Windows 7 versus 8 Access CNAME’d Share

cifskerberoswindows 7windows 8windows-server-2012-r2

Here's a situation that came up yesterday: we have a share on a machine we have to access using an alias (CNAME). The machine is running Windows Server 2012 R2, and services Windows 7 and 8 clients.

Windows 7 clients have no issues opening the share \SHARECNAME or \IP.AD.DR.ESS
Windows 8 clients can only open the share by \IP.AD.DR.ESS

What worked eventually was to create SPN records for the CNAME to point to the HOSTNAME (setspn -S HOST/CNAME HOSTNAME, etc.) and suddenly the share was usable.

The HOSTNAME machine did log an error:

"The Kerberos client received a KRB_AP_ERR_MODIFIED error from the server HOSTNAME$. The target name used was cifs/CNAME." for which I haven't found that much information, but did point me in the direction of setting the proper SPN records.

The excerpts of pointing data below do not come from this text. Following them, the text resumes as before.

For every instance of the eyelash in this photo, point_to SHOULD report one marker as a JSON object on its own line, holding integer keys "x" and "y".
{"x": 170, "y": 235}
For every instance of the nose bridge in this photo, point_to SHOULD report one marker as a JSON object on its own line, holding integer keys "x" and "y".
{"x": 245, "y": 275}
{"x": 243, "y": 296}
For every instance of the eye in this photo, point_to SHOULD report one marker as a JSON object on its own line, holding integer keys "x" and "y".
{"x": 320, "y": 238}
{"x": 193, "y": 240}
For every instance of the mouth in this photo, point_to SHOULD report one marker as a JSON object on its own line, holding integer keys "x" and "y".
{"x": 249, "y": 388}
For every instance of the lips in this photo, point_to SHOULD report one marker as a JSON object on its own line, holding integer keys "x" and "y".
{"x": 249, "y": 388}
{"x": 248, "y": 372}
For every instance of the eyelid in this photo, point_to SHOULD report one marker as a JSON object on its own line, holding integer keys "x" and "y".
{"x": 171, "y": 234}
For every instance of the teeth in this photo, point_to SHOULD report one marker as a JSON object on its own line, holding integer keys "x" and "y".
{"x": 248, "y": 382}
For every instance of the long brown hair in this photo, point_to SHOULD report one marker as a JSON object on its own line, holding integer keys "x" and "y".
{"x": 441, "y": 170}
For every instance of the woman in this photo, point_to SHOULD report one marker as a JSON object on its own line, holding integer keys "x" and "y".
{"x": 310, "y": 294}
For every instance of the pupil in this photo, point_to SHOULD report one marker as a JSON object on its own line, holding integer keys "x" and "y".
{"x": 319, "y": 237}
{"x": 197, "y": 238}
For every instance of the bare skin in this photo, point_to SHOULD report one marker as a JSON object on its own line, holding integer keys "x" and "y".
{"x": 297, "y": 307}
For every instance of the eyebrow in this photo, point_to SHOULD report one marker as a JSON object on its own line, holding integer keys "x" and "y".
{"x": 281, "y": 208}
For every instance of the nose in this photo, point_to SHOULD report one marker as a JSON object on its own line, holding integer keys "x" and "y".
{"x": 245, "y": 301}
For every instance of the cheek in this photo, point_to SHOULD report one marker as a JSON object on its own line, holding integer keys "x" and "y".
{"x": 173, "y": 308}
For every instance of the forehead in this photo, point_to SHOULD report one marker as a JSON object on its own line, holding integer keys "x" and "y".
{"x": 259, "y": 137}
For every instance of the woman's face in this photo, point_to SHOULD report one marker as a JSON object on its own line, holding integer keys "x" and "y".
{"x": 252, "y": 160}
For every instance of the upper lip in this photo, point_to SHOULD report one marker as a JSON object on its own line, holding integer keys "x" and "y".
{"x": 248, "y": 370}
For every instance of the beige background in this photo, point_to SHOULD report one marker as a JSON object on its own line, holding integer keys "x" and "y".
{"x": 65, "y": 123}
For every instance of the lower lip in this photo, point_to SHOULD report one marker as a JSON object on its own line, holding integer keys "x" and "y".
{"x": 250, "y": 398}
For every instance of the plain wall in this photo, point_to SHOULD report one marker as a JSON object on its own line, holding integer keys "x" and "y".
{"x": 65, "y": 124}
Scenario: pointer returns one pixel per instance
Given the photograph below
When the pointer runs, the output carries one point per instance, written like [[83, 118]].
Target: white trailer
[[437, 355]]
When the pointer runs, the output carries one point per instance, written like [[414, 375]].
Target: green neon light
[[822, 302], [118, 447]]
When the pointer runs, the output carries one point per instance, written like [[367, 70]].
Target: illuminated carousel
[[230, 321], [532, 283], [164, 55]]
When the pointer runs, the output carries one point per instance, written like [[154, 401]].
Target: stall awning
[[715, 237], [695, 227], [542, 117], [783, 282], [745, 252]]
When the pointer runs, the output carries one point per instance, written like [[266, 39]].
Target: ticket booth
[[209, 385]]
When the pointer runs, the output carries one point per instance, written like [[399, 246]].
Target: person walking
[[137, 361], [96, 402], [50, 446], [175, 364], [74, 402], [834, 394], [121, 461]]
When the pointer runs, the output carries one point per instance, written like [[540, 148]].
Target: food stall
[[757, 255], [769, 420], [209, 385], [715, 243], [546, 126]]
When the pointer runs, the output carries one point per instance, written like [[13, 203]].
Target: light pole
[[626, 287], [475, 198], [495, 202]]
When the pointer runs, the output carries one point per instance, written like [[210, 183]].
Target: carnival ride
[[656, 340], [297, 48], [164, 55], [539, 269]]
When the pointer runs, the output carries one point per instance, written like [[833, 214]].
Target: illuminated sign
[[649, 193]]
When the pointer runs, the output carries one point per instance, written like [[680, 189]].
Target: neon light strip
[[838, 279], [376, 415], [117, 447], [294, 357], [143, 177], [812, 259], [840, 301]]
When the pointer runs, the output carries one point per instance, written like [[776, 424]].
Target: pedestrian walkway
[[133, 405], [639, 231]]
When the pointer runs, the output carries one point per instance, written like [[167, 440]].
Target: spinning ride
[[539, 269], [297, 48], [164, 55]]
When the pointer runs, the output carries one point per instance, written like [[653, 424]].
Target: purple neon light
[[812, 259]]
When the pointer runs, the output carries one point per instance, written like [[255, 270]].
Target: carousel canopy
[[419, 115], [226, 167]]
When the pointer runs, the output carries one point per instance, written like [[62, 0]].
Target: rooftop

What I'm trying to understand is why the difference in client experience?

Thank you.

Best Answer

Not exactly sure, but did you happen to set the DisableStrictNameChecking registry setting?

http://www.md3v.com/enable-windows-server-smb-2-0-alias-cname

The IP vs CName along with the SPN is obviously indicating that Kerberos is involved. Perhaps it's the SMB 3.0 encryption that's showing itself. This would only be on a Server2012 to Win8 connection, but that's one of the major differences between SMB 2 and SMB 3. I don't believe that encryption on the shares is enabled by default, but by moving to SMB 3, the protocol might be requiring a Kerberos authentication.